HISTORY OF CAMEROON-YMCA


The Young Men’s Christian Association / Union Chrétienne de Jeunes Gens (UCJG/YMCA) is a worldwide, Christian, ecumenical, lay and voluntary movement, open to women and men, but especially to young people who seek to share the Christian ideal of building a human community of justice, love, peace and reconciliation for the fullness of life for all creation.

The YMCA/YMCA arrived in Cameroon in the 1920s and the very first group was affiliated with the Alliance Française des UCJG in 1924. It was only in 1951 that a National Alliance was created in Cameroon, called the “Alliance of Young People’s Christian Unions of Cameroon”. She was later co-founder of the African YMCA/YMCA YMCA Alliance in 1977.

Today Cameroon-YMCA is present in all 10 regions of the country and consists of 9 branches and 70 local unions with more than 1,600 regularly registered members and more than 10,000 supporters.

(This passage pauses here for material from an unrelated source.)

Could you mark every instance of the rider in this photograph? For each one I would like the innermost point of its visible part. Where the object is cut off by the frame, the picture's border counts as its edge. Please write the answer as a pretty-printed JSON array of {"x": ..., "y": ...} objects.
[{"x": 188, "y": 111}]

Cameroon-YMCA adheres to the common Vision and Mission of the YMCA/YMCAs consecrated in the BASE DE PARIS, adopted in August 1855, which states that: “The purpose of the Young People’s Christian Unions is to unite young people who, accepting Jesus Christ as their Savior and Lord, according to the Holy Scriptures, want to be his disciples in their faith and in their lives and work together to extend among the young, the kingdom of their Master. No divergence of opinion, however serious it may be, but relating to a subject foreign to the previously established purpose, shall disturb harmony in fraternal relations between the member movements of the Universal Alliance.

It also adheres to all other subsequent texts of the Global Alliance and the African Alliance, including the 1998 Challenge 21 and the 2007 Accra Declaration.